While core inflation, which strips out volatile foods and energy costs, has been moderate, rising costs for oil, food and some imported goods could prove troublesome, Bernanke said.

The effectiveness of monetary policy depends critically on maintaining the public's confidence that inflation will be well controlled, he said. We are accordingly monitoring inflation developments closely.


While Kohn's comments were seen as hinting at a December rate cut, other recent Fed speakers have suggested they continue to view the current setting of policy as appropriate.

In a separate speech on Thursday, Fed Governor Frederic Mishkin said a diversity of views existed among policy-makers about the outlook for growth and suggested he was keeping an open mind on whether the Fed should lower borrowing costs.

The near-term path of interest rates is highly uncertain and depends on the implications of the incoming data, which in some cases are evolving right up to the time of the meeting, he said.
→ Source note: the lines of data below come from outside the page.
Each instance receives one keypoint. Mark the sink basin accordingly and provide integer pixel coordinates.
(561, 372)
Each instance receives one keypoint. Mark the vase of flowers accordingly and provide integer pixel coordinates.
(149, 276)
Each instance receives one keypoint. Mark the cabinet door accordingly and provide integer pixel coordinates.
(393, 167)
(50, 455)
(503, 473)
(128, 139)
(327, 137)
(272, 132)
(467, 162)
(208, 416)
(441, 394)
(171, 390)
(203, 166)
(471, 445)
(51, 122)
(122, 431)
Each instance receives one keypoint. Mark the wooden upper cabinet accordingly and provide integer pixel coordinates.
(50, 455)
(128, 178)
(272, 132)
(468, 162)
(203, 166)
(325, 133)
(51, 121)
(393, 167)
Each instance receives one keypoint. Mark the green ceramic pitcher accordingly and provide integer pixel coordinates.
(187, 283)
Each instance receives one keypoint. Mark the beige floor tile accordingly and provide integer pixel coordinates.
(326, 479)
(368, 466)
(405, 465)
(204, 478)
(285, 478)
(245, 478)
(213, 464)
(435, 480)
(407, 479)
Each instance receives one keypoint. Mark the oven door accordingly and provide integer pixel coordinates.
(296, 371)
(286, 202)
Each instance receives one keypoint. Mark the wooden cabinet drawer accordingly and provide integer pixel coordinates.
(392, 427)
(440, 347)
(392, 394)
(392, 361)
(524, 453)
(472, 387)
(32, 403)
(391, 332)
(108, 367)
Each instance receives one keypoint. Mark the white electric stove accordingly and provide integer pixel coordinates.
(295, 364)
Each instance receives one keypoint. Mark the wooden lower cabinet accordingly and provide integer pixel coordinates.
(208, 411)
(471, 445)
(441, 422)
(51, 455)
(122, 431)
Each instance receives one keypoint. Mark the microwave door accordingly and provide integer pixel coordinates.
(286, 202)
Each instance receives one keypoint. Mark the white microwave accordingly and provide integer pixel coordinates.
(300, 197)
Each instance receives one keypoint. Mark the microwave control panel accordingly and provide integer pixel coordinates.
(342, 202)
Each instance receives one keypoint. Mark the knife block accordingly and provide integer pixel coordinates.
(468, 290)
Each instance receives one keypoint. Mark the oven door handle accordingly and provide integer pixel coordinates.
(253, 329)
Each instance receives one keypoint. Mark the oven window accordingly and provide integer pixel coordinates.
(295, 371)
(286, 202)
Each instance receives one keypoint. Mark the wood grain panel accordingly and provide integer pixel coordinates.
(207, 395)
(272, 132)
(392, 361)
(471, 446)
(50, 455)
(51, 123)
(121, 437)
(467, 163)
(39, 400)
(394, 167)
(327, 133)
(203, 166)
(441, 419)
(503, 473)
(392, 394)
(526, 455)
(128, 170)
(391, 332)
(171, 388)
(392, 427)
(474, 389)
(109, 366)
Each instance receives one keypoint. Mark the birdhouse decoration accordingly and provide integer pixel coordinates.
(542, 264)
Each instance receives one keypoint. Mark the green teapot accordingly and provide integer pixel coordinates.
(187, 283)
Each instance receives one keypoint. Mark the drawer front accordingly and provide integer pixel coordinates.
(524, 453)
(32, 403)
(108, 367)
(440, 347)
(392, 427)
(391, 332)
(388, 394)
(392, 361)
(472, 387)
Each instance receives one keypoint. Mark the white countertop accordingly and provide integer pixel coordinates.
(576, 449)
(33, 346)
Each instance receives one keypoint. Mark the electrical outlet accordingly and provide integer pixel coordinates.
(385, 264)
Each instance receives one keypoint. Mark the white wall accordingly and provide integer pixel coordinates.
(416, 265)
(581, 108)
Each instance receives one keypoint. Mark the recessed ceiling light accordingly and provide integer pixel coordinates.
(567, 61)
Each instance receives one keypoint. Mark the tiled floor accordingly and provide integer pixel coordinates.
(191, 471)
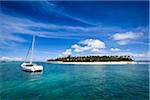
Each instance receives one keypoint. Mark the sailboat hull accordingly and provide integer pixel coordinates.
(31, 67)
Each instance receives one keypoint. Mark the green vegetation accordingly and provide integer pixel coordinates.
(92, 59)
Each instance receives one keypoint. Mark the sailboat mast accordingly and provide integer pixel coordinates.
(33, 41)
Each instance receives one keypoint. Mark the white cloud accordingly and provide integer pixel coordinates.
(115, 49)
(93, 45)
(67, 52)
(4, 58)
(125, 38)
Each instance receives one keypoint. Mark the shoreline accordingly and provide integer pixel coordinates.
(97, 63)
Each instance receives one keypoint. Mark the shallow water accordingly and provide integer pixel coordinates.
(75, 82)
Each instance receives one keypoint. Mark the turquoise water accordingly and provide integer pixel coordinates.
(75, 82)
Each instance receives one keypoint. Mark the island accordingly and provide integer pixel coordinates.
(93, 60)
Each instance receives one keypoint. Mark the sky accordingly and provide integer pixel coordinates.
(77, 28)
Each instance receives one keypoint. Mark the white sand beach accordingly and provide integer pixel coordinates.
(96, 63)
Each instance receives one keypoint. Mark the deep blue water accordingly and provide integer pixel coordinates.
(75, 82)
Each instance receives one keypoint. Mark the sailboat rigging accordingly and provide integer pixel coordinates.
(30, 66)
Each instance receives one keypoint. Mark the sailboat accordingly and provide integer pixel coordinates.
(30, 66)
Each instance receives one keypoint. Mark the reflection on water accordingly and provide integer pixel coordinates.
(75, 82)
(33, 75)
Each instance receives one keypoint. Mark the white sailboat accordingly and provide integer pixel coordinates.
(30, 66)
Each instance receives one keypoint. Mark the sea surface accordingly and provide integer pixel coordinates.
(75, 82)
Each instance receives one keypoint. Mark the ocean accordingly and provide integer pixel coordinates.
(75, 82)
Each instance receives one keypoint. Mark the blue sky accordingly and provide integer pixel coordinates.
(74, 27)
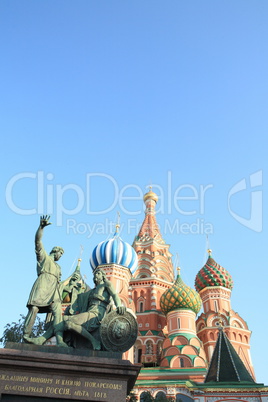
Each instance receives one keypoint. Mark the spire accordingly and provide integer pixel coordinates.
(149, 228)
(226, 365)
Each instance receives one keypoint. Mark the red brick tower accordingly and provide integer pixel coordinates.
(153, 276)
(214, 284)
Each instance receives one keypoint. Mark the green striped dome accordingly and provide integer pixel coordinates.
(180, 296)
(213, 274)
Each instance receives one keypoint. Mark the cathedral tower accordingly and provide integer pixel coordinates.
(214, 284)
(153, 276)
(182, 349)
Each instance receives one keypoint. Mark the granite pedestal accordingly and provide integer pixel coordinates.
(49, 373)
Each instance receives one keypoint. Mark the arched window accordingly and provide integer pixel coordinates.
(149, 347)
(160, 396)
(183, 398)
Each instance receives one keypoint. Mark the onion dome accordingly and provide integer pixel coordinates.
(150, 196)
(213, 274)
(114, 251)
(180, 296)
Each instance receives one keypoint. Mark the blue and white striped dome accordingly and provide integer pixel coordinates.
(114, 251)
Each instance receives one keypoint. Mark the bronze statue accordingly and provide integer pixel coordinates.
(93, 304)
(45, 295)
(87, 321)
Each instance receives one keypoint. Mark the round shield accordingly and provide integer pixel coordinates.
(118, 332)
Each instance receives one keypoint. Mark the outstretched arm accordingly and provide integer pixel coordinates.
(44, 221)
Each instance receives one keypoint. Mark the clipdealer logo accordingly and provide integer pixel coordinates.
(185, 200)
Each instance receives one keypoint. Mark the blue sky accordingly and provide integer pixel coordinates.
(100, 99)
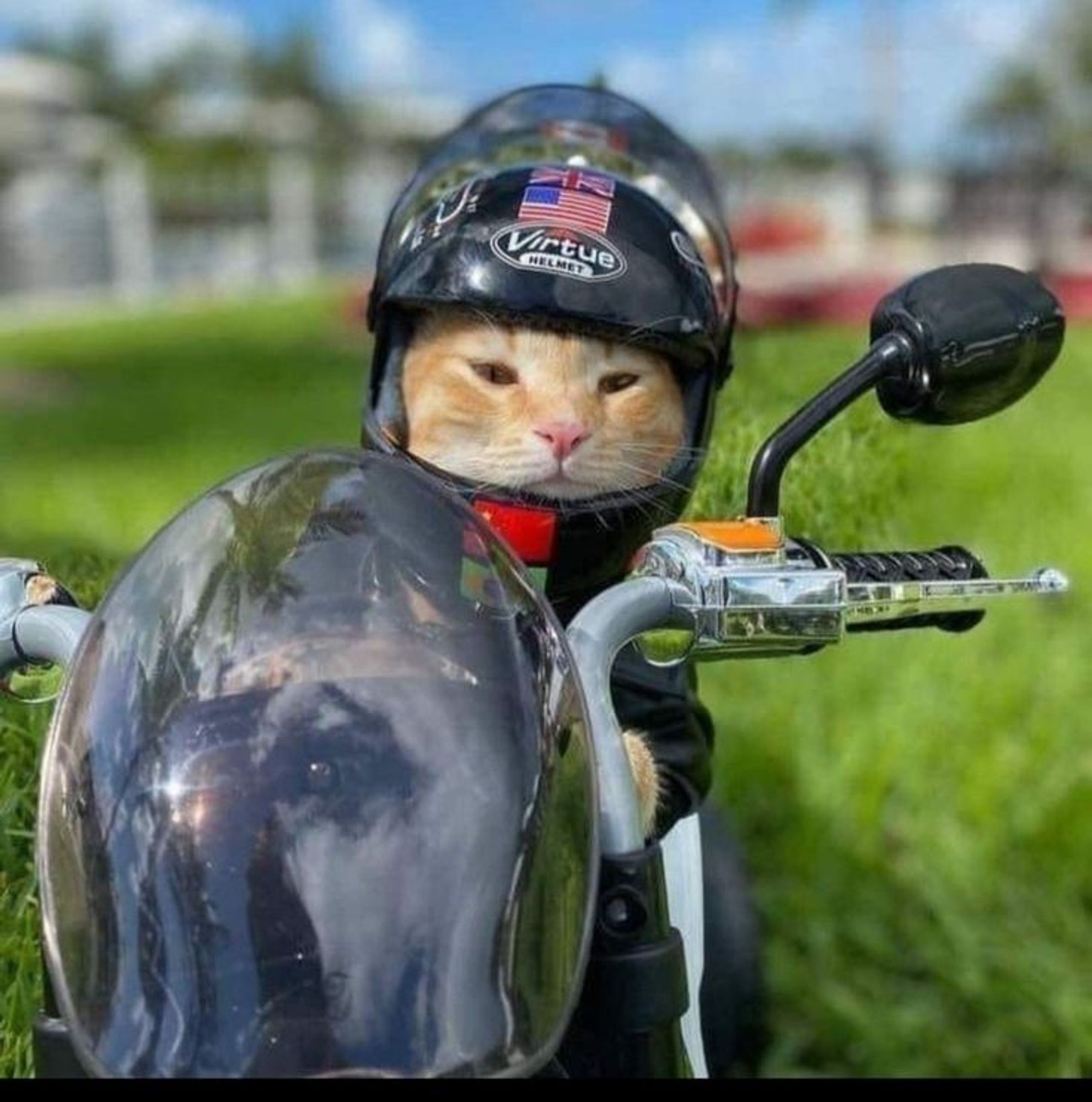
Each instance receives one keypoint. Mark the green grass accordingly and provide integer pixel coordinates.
(917, 809)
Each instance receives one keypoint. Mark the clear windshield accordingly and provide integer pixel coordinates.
(318, 797)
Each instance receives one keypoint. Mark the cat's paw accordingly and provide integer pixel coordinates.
(647, 775)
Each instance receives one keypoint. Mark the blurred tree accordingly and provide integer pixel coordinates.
(1023, 115)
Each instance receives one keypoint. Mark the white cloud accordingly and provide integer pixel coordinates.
(381, 49)
(813, 74)
(145, 33)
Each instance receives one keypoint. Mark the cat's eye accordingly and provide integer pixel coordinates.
(620, 381)
(500, 375)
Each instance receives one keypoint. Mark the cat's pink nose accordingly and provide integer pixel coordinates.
(564, 437)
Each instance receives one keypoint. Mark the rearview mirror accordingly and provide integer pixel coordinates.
(983, 337)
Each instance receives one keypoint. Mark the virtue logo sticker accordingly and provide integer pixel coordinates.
(575, 254)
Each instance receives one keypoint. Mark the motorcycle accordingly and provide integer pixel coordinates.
(329, 792)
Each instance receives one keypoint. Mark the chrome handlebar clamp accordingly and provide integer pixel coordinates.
(752, 593)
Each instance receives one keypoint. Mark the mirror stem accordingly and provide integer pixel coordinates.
(891, 355)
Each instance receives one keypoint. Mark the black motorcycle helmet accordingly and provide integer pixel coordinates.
(575, 210)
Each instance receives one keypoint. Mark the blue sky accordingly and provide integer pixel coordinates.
(750, 71)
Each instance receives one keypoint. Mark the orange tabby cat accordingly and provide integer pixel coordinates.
(557, 415)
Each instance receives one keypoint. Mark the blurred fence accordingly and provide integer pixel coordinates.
(84, 213)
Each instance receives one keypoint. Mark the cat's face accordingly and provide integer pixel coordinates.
(563, 416)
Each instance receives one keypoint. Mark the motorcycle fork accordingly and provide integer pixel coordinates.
(628, 1021)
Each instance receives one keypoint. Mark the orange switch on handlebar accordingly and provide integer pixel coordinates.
(744, 535)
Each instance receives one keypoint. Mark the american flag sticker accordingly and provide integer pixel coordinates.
(568, 198)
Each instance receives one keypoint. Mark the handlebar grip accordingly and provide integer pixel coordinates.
(946, 564)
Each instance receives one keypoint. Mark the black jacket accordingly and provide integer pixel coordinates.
(663, 704)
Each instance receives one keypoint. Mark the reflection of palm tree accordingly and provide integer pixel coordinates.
(278, 516)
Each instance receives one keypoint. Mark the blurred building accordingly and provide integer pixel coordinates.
(232, 191)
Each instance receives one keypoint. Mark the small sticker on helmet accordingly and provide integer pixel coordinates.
(574, 254)
(685, 249)
(457, 203)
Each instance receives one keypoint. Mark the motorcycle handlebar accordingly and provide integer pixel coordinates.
(948, 564)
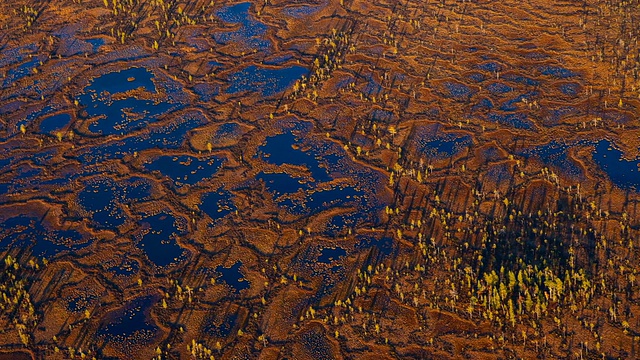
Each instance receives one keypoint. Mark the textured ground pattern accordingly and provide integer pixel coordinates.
(328, 179)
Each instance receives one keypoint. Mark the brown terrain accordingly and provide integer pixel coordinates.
(319, 180)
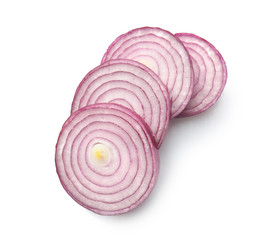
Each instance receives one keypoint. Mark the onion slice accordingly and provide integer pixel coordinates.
(162, 52)
(105, 159)
(210, 73)
(132, 85)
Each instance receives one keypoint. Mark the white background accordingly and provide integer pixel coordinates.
(218, 170)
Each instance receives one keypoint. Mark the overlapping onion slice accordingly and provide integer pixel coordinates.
(132, 85)
(105, 158)
(162, 52)
(210, 74)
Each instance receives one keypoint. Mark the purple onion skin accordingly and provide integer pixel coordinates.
(153, 150)
(185, 112)
(160, 93)
(189, 90)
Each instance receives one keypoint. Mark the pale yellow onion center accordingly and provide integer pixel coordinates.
(100, 154)
(146, 63)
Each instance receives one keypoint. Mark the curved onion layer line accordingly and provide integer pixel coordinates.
(109, 181)
(214, 69)
(167, 51)
(131, 84)
(199, 72)
(125, 88)
(84, 128)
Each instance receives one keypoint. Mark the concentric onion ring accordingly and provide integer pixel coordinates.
(105, 159)
(132, 85)
(162, 52)
(210, 74)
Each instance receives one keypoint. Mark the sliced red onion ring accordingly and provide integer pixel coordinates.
(106, 160)
(132, 85)
(210, 74)
(162, 52)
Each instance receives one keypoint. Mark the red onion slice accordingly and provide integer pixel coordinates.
(105, 159)
(210, 74)
(162, 52)
(132, 85)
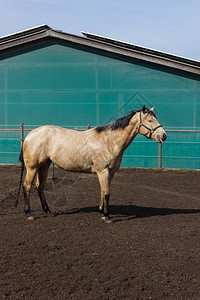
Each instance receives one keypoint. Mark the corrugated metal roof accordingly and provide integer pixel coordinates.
(103, 44)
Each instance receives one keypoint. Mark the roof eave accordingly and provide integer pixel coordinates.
(135, 53)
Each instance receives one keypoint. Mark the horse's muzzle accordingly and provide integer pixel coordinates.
(160, 139)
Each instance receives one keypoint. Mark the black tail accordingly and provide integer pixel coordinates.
(21, 178)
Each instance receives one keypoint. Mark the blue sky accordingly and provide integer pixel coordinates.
(165, 25)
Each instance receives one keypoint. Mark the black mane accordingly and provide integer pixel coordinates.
(122, 122)
(117, 124)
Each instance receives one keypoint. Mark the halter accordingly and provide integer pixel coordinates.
(150, 131)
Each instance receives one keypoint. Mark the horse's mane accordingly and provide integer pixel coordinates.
(122, 122)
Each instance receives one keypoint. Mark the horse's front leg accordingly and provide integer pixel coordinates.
(104, 180)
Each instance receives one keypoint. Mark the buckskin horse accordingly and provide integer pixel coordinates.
(98, 150)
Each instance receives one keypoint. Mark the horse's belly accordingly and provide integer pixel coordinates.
(73, 162)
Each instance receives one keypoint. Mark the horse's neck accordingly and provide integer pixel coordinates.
(120, 139)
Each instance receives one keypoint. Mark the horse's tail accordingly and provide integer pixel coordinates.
(21, 158)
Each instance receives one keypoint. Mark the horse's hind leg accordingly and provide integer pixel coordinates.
(104, 180)
(30, 175)
(41, 180)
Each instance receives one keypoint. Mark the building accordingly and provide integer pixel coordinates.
(51, 77)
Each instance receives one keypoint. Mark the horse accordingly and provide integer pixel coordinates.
(97, 150)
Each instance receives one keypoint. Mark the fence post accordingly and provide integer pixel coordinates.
(53, 176)
(22, 133)
(160, 156)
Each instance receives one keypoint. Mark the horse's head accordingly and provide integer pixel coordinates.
(149, 125)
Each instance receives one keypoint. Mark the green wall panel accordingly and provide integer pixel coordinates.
(53, 83)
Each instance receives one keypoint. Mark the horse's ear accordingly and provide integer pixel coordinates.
(144, 109)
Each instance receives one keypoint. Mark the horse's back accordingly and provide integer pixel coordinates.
(62, 146)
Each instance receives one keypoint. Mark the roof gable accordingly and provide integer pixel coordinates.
(107, 45)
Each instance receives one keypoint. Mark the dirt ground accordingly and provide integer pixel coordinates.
(151, 251)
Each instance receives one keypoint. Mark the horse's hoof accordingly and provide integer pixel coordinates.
(108, 221)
Outlining developments since the Fed last met on October 30-31, Bernanke said economic data had been mixed, with continued weakness in home sales and construction alongside solid October jobs growth.

However, he said household spending had been soft and warned that U.S. households were still under pressure.

I expect household income and spending to continue to grow, but the combination of higher gas prices, the weak housing market, tighter credit conditions, and declines in stock prices seem likely to create some headwinds for the consumer in the months ahead, he said.

Bernanke said a continued strong performance by the labor market would be important to ensure the United States, the world's largest economy, keeps expanding since earnings growth underpins household spending.

The U.S. economy grew at a robust 4.9 percent annual rate in the July-September period, the government reported on Thursday, but signs of a slowdown have already emerged and many economists are warning that the United States is flirting with recession.